The diagram in Figure 1 is a 3-wire analog output module that uses a dual-channel DAC8562 digital-to-analog converter (DAC) to drive voltage and current output stages with the high-voltage, 36-V OPA192 operational amplifier (op amp).

The current output is a two-stage, high-side, voltage-to-current converter. The second stage – made up of amplifier A2, MOSFET Q2 and sense resistor RB – delivers the output current to the load. A2 regulates the output current through negative feedback by sensing the voltage drop across R­B at the inverting input node. This ensures it is equal to the voltage applied to the non-inverting input.

If you used this stage alone, noise or other switching transients on the high-side supply would directly contribute noise to the output. This is because the voltage at the non-inverting input of A2 will not move ratiometrically with the high-side voltage.

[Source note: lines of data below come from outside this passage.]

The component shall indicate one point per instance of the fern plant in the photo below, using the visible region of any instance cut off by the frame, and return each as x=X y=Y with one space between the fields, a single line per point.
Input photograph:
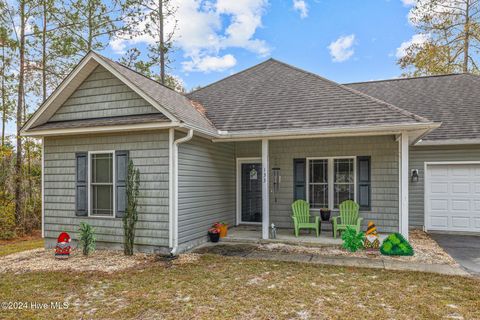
x=87 y=238
x=352 y=241
x=131 y=215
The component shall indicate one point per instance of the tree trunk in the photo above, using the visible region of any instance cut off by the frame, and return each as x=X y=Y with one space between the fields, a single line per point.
x=466 y=31
x=4 y=97
x=162 y=42
x=44 y=51
x=21 y=75
x=90 y=26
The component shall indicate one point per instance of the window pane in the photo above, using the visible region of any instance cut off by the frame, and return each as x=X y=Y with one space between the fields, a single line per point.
x=102 y=168
x=343 y=170
x=318 y=196
x=343 y=192
x=102 y=200
x=318 y=171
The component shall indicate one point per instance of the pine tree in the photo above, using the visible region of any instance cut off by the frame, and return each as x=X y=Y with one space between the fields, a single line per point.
x=452 y=33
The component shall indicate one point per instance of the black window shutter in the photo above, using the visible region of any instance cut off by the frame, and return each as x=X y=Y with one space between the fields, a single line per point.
x=299 y=179
x=364 y=182
x=81 y=180
x=121 y=168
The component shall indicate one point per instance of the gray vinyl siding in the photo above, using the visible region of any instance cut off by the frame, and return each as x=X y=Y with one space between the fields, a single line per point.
x=206 y=186
x=102 y=95
x=149 y=152
x=421 y=154
x=384 y=161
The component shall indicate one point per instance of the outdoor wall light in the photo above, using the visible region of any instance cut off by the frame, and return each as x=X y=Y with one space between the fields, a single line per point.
x=414 y=175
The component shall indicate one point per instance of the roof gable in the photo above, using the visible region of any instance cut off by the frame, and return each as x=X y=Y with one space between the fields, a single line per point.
x=176 y=107
x=274 y=95
x=102 y=95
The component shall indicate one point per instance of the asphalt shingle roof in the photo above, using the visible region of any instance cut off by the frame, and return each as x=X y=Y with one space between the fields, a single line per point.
x=274 y=95
x=452 y=99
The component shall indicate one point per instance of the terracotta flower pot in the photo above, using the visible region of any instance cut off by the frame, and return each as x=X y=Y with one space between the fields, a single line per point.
x=223 y=230
x=214 y=237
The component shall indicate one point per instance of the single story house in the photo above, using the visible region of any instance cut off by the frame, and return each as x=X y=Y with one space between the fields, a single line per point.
x=242 y=149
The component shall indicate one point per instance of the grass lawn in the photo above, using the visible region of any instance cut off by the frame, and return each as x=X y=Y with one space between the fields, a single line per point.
x=217 y=287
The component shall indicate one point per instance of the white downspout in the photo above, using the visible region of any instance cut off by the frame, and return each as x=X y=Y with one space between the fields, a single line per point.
x=174 y=195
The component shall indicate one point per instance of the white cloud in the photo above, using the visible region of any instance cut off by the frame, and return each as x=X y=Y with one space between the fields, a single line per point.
x=302 y=7
x=205 y=28
x=416 y=39
x=210 y=63
x=342 y=48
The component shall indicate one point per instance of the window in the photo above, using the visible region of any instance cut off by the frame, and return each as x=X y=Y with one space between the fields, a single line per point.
x=318 y=183
x=344 y=183
x=101 y=184
x=330 y=181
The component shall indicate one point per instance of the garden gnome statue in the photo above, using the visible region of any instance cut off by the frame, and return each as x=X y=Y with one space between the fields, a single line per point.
x=273 y=231
x=63 y=248
x=371 y=237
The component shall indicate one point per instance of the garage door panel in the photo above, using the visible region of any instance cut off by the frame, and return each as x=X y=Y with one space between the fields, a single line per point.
x=452 y=197
x=441 y=187
x=460 y=222
x=440 y=222
x=462 y=188
x=460 y=205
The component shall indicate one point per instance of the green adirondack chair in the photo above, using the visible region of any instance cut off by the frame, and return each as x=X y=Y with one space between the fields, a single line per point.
x=348 y=217
x=301 y=217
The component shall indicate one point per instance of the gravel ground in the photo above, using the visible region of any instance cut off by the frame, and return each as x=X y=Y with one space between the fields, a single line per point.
x=426 y=250
x=101 y=260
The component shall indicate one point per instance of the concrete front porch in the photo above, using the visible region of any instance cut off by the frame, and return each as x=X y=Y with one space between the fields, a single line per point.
x=253 y=234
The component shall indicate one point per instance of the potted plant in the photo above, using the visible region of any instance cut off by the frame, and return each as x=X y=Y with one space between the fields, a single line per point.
x=214 y=234
x=325 y=214
x=223 y=227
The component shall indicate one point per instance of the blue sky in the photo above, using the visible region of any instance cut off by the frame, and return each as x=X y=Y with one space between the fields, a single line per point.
x=371 y=32
x=345 y=41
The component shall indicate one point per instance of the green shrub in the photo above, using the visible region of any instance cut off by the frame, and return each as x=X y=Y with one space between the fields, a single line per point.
x=352 y=241
x=396 y=245
x=7 y=221
x=87 y=238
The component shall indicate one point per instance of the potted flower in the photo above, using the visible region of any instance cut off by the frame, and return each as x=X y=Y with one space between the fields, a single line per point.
x=223 y=227
x=214 y=234
x=325 y=214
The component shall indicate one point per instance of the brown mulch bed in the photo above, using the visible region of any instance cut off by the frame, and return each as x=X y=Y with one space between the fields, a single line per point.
x=426 y=250
x=36 y=235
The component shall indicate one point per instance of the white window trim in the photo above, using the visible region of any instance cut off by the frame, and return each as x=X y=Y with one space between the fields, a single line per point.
x=331 y=183
x=89 y=196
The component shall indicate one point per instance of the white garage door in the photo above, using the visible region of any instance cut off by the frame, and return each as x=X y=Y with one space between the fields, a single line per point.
x=452 y=197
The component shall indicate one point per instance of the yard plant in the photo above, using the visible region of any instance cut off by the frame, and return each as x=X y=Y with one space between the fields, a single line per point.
x=352 y=240
x=87 y=238
x=131 y=215
x=396 y=245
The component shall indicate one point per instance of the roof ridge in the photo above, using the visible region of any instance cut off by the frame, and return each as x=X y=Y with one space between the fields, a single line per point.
x=232 y=75
x=388 y=105
x=411 y=78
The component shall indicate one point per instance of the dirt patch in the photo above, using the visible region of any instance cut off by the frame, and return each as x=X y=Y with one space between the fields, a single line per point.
x=426 y=250
x=44 y=260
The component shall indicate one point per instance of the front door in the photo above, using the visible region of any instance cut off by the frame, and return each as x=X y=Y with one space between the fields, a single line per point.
x=251 y=192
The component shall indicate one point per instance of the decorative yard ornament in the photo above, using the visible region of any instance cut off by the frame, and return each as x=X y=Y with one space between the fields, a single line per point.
x=63 y=248
x=273 y=231
x=371 y=237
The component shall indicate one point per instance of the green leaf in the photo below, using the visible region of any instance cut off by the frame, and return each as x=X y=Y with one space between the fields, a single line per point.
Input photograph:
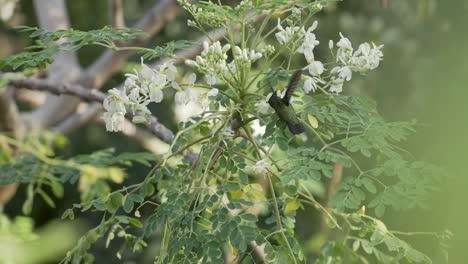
x=114 y=202
x=128 y=205
x=68 y=214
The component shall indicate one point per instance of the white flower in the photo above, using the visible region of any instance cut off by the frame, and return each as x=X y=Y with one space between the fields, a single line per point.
x=260 y=168
x=115 y=101
x=213 y=92
x=345 y=50
x=309 y=84
x=114 y=121
x=156 y=95
x=146 y=73
x=203 y=99
x=7 y=7
x=345 y=73
x=262 y=107
x=212 y=59
x=336 y=85
x=169 y=70
x=246 y=55
x=310 y=42
x=211 y=79
x=182 y=97
x=191 y=80
x=284 y=36
x=315 y=68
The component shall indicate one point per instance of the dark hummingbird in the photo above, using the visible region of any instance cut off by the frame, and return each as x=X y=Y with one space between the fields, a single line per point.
x=284 y=108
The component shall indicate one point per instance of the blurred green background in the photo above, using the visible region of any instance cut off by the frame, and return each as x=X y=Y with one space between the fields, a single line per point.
x=424 y=76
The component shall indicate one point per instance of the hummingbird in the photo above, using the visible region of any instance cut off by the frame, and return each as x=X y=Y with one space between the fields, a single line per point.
x=284 y=108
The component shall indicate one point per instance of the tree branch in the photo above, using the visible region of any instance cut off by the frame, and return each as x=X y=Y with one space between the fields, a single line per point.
x=11 y=123
x=52 y=15
x=59 y=88
x=116 y=14
x=91 y=111
x=112 y=61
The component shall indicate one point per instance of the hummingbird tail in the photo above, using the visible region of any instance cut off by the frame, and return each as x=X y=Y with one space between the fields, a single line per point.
x=296 y=128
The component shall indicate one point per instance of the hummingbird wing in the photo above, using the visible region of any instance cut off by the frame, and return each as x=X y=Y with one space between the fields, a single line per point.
x=292 y=86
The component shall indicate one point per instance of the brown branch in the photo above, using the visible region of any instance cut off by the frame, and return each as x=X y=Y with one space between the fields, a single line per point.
x=52 y=15
x=90 y=112
x=59 y=88
x=11 y=123
x=116 y=14
x=112 y=61
x=331 y=191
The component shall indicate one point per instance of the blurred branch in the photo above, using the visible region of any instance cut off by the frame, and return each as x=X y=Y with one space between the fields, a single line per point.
x=213 y=35
x=331 y=191
x=10 y=123
x=80 y=118
x=52 y=15
x=59 y=88
x=56 y=109
x=112 y=61
x=116 y=13
x=30 y=97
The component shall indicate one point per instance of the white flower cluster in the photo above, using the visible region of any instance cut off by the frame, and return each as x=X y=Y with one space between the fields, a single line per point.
x=146 y=86
x=260 y=168
x=288 y=34
x=140 y=88
x=366 y=58
x=213 y=61
x=245 y=56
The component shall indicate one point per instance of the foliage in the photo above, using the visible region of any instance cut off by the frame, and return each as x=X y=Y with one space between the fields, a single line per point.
x=243 y=189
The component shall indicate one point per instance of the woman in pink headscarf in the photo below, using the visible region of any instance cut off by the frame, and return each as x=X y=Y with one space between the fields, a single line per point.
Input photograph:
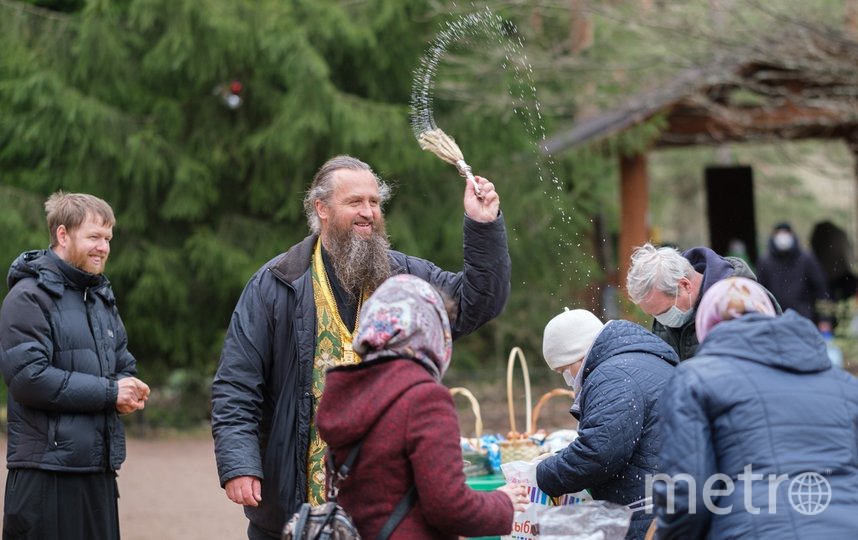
x=751 y=421
x=395 y=403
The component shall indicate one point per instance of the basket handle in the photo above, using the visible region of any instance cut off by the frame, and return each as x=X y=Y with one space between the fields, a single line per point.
x=544 y=399
x=475 y=406
x=517 y=352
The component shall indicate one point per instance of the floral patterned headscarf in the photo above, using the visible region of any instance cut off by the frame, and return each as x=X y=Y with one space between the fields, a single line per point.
x=405 y=318
x=730 y=299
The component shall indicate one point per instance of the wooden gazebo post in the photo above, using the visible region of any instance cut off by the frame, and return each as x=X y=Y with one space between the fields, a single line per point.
x=634 y=198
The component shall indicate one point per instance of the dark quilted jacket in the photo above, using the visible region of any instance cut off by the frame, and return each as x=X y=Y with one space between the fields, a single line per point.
x=618 y=438
x=63 y=348
x=761 y=393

To avoid this issue, add the first stage to the design to create a current mirror that enhances the system’s immunity to noise on the high-side supply. The first stage uses amplifier A1, MOSFET Q1 and resistor R­­­SET to create a current sink.

In this block, A1 uses negative feedback to drive the gate of Q1. This regulates the current flow through Q1 such that the voltage developed at the high-side of RSET is equal to the voltage at the non-inverting input of A1. The current flowing through RA develops a voltage drop from the high-side supply at the non-inverting input of A2 that drives the second stage.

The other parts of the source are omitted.